Faux testament olographe: que faire ?

FAUX  TESTAMENT  OLOGRAPHE.

Par définition légale, le testament olographe doit être entièrement rédigé, daté et signé de la main du testateur pour être valable. En effet, il s’agit du testament le moins coûteux, le plus facile à établir, car aucune formalité n’est demandée en Droit Civil, le plus confidentiel, car le testateur n’est pas obligé de communiquer l’existence, ainsi que le plus simple à modifier, car il suffit de rédiger un nouveau testament postérieur en date  pour annuler tous les précédents.

Évidemment, un tel niveau de simplicité en absence de toute formalité administrative favorise l’existence des faux testaments, étant la casuistique très riche (En savoir plus: http://criminalistique.fr/).

Le procédé le plus habituel est le testament antidaté, ou le faussaire aurait un ancien testament olographe du testateur, annulé par un testament ultérieur en date. Il suffit de manipuler la date pour le faire passer en premier.

Un cas très classique serait celui de la photocomposition numérique, à l’aide des nouvelles technologies, ou le faussaire chevronné peut ajouter ou effacer le nom d’un héritier, d’un bien, d’une dernière volonté du testateur.

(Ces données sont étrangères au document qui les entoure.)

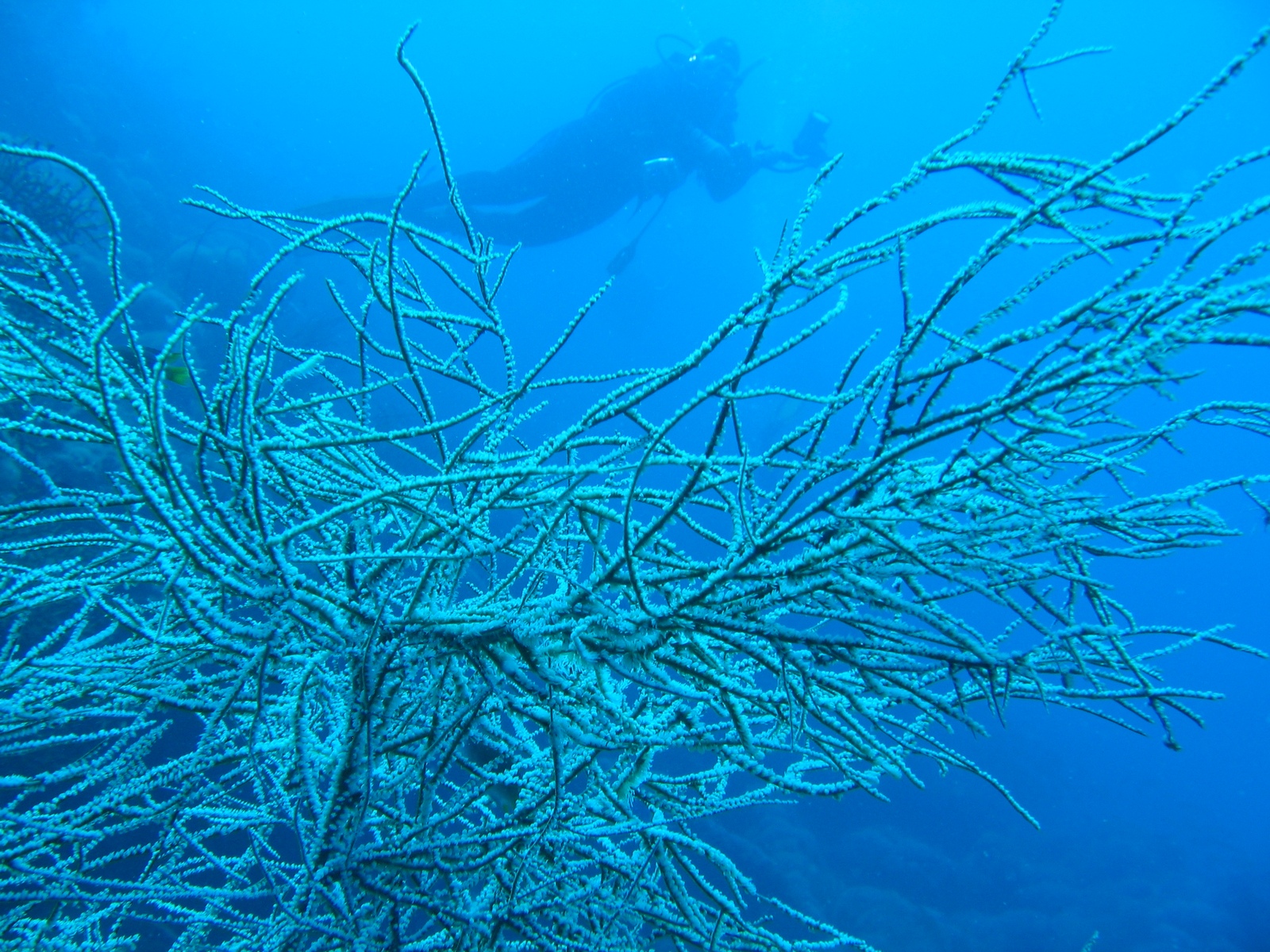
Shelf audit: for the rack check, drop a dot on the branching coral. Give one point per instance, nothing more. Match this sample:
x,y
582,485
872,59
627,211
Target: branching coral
x,y
348,651
64,207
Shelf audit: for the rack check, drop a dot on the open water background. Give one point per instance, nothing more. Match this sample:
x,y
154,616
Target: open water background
x,y
290,103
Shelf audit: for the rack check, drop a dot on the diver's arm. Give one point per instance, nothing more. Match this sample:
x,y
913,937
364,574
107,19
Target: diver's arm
x,y
723,169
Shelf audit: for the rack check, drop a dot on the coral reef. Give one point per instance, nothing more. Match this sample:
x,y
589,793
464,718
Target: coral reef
x,y
347,651
61,203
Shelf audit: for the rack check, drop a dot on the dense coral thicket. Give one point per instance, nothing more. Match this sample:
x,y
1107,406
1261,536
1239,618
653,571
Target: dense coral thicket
x,y
341,647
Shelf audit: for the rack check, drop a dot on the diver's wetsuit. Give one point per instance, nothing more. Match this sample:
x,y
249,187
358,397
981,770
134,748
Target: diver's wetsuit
x,y
643,136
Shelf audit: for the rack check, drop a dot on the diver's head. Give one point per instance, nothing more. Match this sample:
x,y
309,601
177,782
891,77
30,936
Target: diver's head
x,y
722,54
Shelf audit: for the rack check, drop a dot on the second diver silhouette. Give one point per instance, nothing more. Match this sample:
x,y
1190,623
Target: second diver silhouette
x,y
639,140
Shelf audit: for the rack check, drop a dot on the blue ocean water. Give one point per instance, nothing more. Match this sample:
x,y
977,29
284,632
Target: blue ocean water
x,y
294,105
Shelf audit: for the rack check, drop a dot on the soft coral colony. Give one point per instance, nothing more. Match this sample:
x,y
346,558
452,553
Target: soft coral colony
x,y
344,651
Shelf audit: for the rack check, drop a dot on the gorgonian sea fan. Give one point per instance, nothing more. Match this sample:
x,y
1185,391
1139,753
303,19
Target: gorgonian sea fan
x,y
343,647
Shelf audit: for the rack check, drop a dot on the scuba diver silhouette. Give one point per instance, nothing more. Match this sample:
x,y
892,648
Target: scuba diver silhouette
x,y
641,139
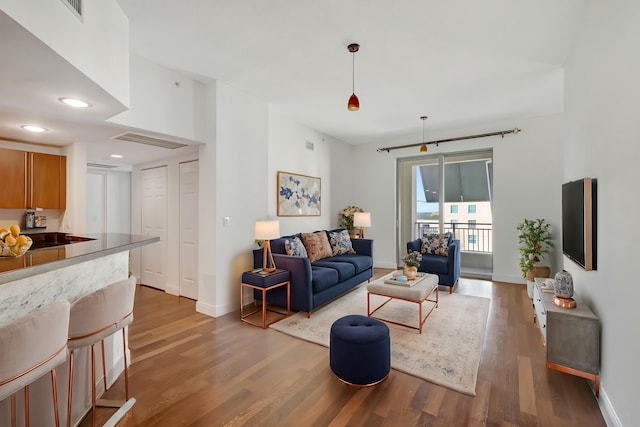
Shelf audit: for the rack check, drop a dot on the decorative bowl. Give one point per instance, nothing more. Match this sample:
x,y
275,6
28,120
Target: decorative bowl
x,y
16,250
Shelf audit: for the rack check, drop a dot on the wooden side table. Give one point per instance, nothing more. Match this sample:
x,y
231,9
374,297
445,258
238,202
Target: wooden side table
x,y
264,282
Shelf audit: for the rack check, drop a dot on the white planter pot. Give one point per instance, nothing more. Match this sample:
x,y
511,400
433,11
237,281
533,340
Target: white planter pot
x,y
530,286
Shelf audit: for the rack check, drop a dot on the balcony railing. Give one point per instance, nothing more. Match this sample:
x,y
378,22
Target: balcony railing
x,y
474,237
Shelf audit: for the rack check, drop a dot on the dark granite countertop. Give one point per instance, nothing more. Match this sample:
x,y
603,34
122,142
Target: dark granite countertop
x,y
37,261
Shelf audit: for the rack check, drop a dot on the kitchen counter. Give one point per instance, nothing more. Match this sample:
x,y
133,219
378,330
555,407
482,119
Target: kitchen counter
x,y
38,261
66,272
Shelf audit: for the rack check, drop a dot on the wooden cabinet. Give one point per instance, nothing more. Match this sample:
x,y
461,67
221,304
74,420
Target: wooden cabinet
x,y
13,170
47,181
32,180
572,336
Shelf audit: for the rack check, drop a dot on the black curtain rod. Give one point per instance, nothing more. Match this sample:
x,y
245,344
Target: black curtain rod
x,y
502,133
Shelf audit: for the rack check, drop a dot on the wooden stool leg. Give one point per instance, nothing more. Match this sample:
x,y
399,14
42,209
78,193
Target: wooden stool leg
x,y
54,390
70,392
93,386
13,410
26,405
104,367
126,366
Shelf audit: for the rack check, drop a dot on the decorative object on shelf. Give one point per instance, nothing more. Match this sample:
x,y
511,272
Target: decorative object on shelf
x,y
345,218
298,195
563,290
423,147
362,220
267,230
535,240
411,262
12,243
354,102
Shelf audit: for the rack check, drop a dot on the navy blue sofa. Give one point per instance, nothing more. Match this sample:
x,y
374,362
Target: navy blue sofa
x,y
446,267
315,283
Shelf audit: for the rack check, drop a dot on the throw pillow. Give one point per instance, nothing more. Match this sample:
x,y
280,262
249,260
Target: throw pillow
x,y
317,245
435,244
340,243
295,247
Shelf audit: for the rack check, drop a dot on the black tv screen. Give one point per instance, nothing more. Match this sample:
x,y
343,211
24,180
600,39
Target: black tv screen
x,y
579,222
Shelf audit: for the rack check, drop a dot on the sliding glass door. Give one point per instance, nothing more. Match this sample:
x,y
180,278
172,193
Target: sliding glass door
x,y
447,192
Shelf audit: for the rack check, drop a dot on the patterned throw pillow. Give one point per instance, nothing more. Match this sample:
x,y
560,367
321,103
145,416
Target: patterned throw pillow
x,y
340,242
295,247
317,245
436,244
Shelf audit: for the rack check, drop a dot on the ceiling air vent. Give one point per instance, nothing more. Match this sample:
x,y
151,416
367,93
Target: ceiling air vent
x,y
148,140
75,6
100,165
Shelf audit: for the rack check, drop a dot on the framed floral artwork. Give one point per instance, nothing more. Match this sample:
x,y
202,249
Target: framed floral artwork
x,y
298,195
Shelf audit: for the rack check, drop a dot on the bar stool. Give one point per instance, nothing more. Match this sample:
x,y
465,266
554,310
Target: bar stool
x,y
93,318
30,347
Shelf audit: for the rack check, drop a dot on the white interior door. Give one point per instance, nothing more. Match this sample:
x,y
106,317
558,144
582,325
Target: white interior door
x,y
154,223
96,209
189,230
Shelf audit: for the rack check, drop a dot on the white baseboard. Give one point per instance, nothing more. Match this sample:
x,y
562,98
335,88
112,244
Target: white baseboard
x,y
608,411
205,308
508,279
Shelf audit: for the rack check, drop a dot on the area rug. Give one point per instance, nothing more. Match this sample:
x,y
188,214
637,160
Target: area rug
x,y
448,351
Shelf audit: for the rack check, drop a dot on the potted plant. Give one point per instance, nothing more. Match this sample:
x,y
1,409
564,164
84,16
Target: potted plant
x,y
345,218
411,262
534,239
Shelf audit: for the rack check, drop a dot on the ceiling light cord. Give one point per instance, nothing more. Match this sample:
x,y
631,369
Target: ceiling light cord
x,y
354,103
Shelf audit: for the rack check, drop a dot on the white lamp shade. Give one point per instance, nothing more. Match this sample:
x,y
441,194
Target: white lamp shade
x,y
362,219
267,230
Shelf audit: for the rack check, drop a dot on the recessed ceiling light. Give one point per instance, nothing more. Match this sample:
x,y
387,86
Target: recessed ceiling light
x,y
33,128
77,103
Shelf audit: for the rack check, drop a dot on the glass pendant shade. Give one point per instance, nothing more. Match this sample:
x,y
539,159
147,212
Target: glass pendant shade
x,y
354,103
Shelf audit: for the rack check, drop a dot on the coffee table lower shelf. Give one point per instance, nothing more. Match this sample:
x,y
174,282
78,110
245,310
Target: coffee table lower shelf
x,y
418,294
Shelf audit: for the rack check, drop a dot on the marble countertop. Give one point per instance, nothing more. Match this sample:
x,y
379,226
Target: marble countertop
x,y
43,260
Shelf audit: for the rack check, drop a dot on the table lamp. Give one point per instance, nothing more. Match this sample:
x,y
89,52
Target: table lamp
x,y
267,230
362,219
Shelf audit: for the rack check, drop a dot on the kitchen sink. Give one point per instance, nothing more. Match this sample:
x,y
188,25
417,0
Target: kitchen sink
x,y
52,239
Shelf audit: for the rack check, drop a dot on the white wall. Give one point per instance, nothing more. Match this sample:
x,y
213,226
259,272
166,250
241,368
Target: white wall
x,y
330,161
163,101
98,46
602,93
527,184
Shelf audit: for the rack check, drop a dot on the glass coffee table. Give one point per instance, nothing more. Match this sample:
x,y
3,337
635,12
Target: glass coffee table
x,y
417,292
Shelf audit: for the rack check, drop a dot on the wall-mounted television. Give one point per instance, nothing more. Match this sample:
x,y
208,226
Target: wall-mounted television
x,y
579,223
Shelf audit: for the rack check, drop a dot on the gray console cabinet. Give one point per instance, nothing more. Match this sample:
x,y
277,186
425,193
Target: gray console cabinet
x,y
572,336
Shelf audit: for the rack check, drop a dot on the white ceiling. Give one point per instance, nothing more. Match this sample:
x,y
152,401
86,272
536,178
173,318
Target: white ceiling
x,y
462,63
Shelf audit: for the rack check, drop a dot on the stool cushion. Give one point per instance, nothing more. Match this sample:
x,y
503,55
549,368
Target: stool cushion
x,y
32,345
360,350
101,313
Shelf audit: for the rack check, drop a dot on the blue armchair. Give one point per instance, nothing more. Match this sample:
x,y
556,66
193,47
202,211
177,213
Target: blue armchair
x,y
446,267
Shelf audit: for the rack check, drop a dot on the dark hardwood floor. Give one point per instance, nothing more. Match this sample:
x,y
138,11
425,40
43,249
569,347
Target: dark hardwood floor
x,y
192,370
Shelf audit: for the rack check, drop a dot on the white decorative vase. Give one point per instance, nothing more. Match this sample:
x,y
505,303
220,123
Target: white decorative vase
x,y
410,272
530,285
563,286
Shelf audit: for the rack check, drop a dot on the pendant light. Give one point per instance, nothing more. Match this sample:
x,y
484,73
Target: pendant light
x,y
354,102
423,147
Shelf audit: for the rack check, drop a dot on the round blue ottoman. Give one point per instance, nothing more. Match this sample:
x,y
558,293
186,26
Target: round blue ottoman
x,y
360,350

Un faux testament olographe peut être établi, entièrement, portant une écriture ou une signature tout à fait étrangère au testateur. Dans le cas de citoyens analphabètes, illettrés, n’ayant pas habitude d’écrire, parfois on peut tomber sur un testament sorti de nulle part, sans aucun rapport avec le testateur.

(En savoir plus: http://criminalistique.fr/services/testaments-olographes.html).

Étant donné la simplicité et l’absence de législation sur ce sujet, les héritiers doivent souvent faire appel des experts en criminalistique documentaire, dans le but de confirmer la légitimité du testament, de confirmer que le testateur est bien l’auteur du testament olographe, ainsi que de vérifier l’absence de toute trace de manipulation documentaire, tant au niveau physique comme chimique.

Il y a des nombreux procédés de manipulation frauduleuse de documents, habituellement liés aux testaments olographes manuscrites :

1.- Effacement par grattage ou gommage d’inscriptions, de lettres, de mots, de dates, de montants, d’héritiers, etc.

2.- Rajouts de mots, de lettres, de chiffres, de noms, de montants, etc.

3.- Imitation servile ou à main libre d’écritures et de signatures.

4.- Imitation par calque ou par transparence d’écritures et de signatures.

5.- Photocomposition numérique documentaire.

6.- Déguisement de lettres, de mots, de chiffres.

7.- Lavage chimique de documents, dans le but d’effacer quelque élément.

(En savoir plus : http://criminalistique.fr/services/expertise-en-documents.html).

Mais si les procédés faussaires sont très nombreux, aussi les techniques analytiques dont la criminalistique documentaire dispose à présent, en tant que science chargé de l’analyse scientifique de documents, dans le but de repérer et de mettre en évidence toute sorte de manipulation physique, chimique et scripturale, car le délit parfait n’existe pas. Il ya toujours une piste, un indice, une trace à analyser, permettant aux victimes de faire valoir ses droits en justice, ainsi que de demander la nullité d’un testament olographe basée sur de preuves tout à fait scientifiques.

Plusieurs types de professionnels sont donc au service des citoyens souhaitant de vérifier l’authenticité d’un testament olographe: les experts graphologues pour les comparaisons d’écritures et de signatures, les experts en documents pour l’analyse des supports et des encres, ainsi que les laboratoires spécialisés pour les cas plus techniques, équipés pour dévoiler tout genre de manipulation, pour l’identification d’outils d’écriture, d’imprimantes, datation de documents, etc.